Disclosure of Invention
The embodiment of the invention provides a risk perception method, a risk perception device and a risk monitoring system, and aims to solve the problem that the accuracy of risk perception is influenced by the limitation of relying on a self-attack rule base in the prior art.
A method of risk perception comprising:
acquiring original network flow;
restoring the original network flow to obtain restored network flow data;
extracting key data from the restored network traffic data;
and calling the threat detection platform to carry out risk perception based on the extracted key data to obtain a perception result.
Preferably, extracting key data from the restored network traffic data comprises:
preprocessing the restored network flow data to obtain processed network data;
converting the network data into a JSON format;
key data is extracted from the format-converted network data.
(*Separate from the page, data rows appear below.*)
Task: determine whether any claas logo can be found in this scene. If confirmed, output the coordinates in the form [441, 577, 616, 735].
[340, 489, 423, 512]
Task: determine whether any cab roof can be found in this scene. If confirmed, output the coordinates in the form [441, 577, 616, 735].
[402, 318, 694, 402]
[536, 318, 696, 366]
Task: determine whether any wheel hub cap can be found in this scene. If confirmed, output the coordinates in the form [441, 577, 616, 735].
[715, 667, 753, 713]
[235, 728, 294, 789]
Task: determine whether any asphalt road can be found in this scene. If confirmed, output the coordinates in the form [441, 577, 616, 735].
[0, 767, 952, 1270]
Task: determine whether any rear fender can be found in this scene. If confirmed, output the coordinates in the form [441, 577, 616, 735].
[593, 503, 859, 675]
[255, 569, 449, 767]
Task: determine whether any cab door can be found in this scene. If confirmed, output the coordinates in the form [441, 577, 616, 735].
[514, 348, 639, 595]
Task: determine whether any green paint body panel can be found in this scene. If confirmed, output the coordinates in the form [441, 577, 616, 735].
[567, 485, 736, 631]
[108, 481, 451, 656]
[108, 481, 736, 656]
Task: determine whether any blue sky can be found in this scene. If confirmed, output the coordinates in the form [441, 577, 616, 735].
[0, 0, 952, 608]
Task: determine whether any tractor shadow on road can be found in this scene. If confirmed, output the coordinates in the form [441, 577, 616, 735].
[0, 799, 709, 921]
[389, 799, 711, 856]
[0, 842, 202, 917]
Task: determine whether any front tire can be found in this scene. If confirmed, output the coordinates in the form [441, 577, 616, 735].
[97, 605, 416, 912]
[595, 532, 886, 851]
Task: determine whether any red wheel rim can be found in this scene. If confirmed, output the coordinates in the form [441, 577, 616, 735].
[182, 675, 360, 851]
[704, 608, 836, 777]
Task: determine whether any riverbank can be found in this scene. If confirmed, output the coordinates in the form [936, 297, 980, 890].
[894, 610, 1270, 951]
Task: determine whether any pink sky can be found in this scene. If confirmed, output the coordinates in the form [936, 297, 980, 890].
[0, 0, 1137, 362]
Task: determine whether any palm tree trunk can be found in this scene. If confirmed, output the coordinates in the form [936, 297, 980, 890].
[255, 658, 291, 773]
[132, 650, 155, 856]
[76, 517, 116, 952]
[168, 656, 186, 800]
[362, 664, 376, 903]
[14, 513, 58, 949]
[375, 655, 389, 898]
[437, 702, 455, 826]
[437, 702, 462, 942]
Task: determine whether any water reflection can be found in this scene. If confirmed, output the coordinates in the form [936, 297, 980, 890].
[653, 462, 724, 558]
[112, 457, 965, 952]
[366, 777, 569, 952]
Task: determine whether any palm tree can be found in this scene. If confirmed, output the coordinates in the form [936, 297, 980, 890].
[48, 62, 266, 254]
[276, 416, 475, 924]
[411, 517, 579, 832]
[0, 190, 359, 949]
Preferably, invoking the threat detection platform to perform risk perception based on the extracted key data, and obtaining a perception result includes:
calling an API (application programming interface) of the threat detection platform;
receiving a result of the API interface inquiring based on the key data;
and carrying out risk perception based on the query result to obtain a perception result.
Preferably, the risk perception is performed based on the result of the query, and obtaining a perception result includes:
analyzing fields carried by the query result to obtain an analysis result;
and carrying out risk perception based on the analysis result to obtain a perception result.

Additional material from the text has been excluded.